La “Maddalena in riposo” della Chiesa di San Simeone Profeta in Alvito
[di FERDINANDO MARFELLA]
La figura di Maria Maddalena si presenta elegante, discinta o nuda coperta dei suoi soli capelli lunghi rossi o biondo cenere, a seconda se si voglia dare accento alla sua vita dissoluta o da penitente. Gli attributi sono il vaso contenente il nardo, a volte gioielli, il teschio, la croce e altri oggetti che contraddistinguono l’iconografia di altri anacoreti.
Santa Maria Maddalena si festeggia il 22 luglio, la sua figura è stata riabilitata nel 1969 dal Vaticano.
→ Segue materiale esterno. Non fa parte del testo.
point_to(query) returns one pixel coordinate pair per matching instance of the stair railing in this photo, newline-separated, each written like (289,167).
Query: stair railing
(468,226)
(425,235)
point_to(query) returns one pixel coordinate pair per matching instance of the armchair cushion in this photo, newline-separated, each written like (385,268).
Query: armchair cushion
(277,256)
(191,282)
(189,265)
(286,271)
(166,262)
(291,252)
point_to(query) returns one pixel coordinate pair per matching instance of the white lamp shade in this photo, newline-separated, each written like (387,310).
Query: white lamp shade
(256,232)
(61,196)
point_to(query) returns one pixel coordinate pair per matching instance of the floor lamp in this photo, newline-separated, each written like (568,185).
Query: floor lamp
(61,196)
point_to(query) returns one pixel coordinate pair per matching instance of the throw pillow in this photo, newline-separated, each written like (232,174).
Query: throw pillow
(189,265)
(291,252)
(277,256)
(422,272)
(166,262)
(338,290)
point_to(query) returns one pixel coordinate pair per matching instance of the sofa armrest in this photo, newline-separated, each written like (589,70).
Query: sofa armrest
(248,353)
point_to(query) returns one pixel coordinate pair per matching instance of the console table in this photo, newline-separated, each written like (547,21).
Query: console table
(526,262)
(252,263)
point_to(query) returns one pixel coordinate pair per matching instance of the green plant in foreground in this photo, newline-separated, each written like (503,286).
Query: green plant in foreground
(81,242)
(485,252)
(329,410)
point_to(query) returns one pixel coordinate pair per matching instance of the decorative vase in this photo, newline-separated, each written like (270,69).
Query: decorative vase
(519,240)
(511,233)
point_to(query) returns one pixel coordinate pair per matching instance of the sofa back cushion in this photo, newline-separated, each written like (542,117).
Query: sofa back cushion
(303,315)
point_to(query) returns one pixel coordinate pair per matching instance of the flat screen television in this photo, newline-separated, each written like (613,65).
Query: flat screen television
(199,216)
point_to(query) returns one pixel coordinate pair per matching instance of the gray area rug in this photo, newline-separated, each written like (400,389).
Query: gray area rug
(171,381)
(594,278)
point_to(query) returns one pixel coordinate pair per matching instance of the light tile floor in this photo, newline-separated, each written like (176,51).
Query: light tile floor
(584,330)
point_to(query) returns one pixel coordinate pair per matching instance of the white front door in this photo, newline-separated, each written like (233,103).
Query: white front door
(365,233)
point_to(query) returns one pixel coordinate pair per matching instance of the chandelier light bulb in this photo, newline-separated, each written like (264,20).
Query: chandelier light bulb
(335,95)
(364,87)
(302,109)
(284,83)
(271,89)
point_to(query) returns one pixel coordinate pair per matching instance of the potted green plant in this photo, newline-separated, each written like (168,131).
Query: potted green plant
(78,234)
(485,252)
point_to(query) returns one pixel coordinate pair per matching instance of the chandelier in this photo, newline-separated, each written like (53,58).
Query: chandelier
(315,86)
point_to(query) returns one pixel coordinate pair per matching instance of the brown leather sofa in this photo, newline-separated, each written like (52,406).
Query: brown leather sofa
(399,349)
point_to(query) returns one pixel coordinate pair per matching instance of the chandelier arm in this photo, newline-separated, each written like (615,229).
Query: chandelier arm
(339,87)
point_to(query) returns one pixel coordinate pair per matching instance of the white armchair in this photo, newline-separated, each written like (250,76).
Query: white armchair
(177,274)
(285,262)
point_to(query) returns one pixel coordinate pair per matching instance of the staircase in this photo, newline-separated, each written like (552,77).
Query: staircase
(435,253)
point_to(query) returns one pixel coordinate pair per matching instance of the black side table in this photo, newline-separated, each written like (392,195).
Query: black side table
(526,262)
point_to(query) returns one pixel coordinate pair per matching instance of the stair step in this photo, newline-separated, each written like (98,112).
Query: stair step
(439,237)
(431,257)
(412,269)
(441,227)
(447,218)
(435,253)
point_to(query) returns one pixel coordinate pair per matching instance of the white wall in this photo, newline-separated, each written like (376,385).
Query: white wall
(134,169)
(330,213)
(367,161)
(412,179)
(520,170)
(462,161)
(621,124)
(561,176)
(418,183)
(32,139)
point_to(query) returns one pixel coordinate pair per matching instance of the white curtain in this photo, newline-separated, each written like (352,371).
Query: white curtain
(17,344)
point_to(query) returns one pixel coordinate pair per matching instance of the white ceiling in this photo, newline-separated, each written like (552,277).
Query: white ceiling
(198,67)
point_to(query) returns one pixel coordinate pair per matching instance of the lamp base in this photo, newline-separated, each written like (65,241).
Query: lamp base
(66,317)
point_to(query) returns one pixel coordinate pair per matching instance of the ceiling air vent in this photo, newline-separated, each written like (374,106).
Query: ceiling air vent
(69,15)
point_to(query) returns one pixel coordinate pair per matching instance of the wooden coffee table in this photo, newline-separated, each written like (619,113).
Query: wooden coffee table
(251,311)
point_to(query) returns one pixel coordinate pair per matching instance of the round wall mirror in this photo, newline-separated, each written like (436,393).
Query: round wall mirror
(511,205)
La Maddalena è insita nella nostra cultura cristiana: la ritroviamo nelle chiese, in quadri, affreschi, vetrate. Eppure, nei Vangeli la incontriamo poche volte: un personaggio secondario della Bibbia, che compare di rado ma in momenti significativi per la cristianità.
Secondo i Vangeli, Maria era una donna di Magdala, fiorente centro ittico sul mar di Galilea, vicino Nazareth e Cana, dove Gesù compì il suo primo miracolo. Nonostante ella abbia vissuto in questi luoghi, non vi sono passi dei Vangeli che ne descrivano la presenza nella città nativa o nei dintorni.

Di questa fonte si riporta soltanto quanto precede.